Genome-wide association study of survival from sepsis due to pneumonia: An observational cohort study.

Lancet Resp. Med. 3, 53-60 (2014)
Verlagsversion DOI PMC
Creative Commons Lizenzvertrag
Open Access Green möglich sobald Postprint bei der ZB eingereicht worden ist.
Background: Sepsis continues to be a major cause of death, disability, and health-care expenditure worldwide. Despite evidence suggesting that host genetics can influence sepsis outcomes, no specific loci have yet been convincingly replicated. The aim of this study was to identify genetic variants that influence sepsis survival. Methods: We did a genome-wide association study in three independent cohorts of white adult patients admitted to intensive care units with sepsis, severe sepsis, or septic shock (as defined by the International Consensus Criteria) due to pneumonia or intra-abdominal infection (cohorts 1-3, n=2534 patients). The primary outcome was 28 day survival. Results for the cohort of patients with sepsis due to pneumonia were combined in a meta-analysis of 1553 patients from all three cohorts, of whom 359 died within 28 days of admission to the intensive-care unit. The most significantly associated single nucleotide polymorphisms (SNPs) were genotyped in a further 538 white patients with sepsis due to pneumonia (cohort 4), of whom 106 died. Findings: In the genome-wide meta-analysis of three independent pneumonia cohorts (cohorts 1-3), common variants in the FER gene were strongly associated with survival (p=9·7 × 10-8).
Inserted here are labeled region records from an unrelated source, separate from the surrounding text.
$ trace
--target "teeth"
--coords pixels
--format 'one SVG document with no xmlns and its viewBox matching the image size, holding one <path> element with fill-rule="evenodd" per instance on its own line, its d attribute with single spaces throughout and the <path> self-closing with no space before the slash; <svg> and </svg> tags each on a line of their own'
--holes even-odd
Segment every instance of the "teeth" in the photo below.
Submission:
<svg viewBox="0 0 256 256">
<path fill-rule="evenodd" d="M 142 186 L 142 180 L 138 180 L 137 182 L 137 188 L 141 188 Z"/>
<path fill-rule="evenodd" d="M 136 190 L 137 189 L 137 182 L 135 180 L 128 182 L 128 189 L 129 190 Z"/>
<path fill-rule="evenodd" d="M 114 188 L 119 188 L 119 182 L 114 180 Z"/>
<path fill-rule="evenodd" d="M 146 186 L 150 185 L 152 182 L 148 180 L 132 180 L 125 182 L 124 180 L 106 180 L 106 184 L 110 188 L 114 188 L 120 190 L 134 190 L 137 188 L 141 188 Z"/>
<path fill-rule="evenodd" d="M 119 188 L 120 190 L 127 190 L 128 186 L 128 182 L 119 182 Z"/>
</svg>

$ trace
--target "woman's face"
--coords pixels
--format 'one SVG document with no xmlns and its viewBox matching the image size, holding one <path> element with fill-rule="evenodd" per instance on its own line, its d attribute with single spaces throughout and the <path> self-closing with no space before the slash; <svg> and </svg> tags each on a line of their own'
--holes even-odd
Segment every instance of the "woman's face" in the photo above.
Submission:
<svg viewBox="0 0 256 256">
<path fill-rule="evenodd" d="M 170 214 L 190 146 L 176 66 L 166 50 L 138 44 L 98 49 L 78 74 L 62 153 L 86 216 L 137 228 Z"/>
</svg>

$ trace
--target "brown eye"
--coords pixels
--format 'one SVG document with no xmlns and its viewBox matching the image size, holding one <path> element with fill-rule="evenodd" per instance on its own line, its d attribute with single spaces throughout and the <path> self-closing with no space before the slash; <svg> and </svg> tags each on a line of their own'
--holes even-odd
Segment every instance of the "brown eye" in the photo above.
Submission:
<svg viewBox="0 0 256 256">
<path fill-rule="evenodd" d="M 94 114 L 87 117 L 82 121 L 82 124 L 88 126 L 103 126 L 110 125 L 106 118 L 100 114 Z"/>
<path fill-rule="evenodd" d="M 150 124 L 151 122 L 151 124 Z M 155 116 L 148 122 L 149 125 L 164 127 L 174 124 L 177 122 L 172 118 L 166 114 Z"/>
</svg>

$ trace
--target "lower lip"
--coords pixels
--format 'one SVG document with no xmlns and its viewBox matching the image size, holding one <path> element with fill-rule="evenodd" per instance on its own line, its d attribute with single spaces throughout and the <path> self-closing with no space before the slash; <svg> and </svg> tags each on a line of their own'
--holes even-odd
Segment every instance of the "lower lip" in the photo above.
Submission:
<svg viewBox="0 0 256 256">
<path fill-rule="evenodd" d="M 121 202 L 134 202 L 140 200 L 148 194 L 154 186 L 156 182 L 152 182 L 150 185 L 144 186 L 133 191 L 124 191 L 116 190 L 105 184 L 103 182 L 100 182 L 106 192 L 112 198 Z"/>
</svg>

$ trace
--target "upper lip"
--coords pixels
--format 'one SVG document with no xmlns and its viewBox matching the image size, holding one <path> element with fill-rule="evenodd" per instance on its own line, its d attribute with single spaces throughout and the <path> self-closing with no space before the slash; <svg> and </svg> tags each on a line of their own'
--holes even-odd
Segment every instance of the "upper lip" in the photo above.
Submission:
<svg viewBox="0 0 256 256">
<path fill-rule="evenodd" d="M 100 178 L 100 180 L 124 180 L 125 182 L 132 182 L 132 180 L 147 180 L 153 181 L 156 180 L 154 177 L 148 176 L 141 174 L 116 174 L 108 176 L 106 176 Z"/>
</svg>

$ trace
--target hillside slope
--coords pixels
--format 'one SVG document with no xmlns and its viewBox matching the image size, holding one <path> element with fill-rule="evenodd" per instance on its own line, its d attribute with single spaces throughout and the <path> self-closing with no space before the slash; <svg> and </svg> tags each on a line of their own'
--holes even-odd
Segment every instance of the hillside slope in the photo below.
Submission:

Further genotyping of the top associated SNP (rs4957796) in the additional cohort (cohort 4) resulted in a combined p value of 5·6 × 10-8 (odds ratio 0·56, 95% CI 0·45-0·69). In a time-to-event analysis, each allele reduced the mortality over 28 days by 44% (hazard ratio for death 0·56, 95% CI 0·45-0·69; likelihood ratio test p=3·4 × 10-9, after adjustment for age and stratification by cohort). Mortality was 9·5% in patients carrying the CC genotype, 15·2% in those carrying the TC genotype, and 25·3% in those carrying the TT genotype. No significant genetic associations were identified when patients with sepsis due to pneumonia and intra-abdominal infection were combined. Interpretation: We have identified common variants in the FER gene that associate with a reduced risk of death from sepsis due to pneumonia. The FER gene and associated molecular pathways are potential novel targets for therapy or prevention and candidates for the development of biomarkers for risk stratification. Funding: European Commission and the Wellcome Trust.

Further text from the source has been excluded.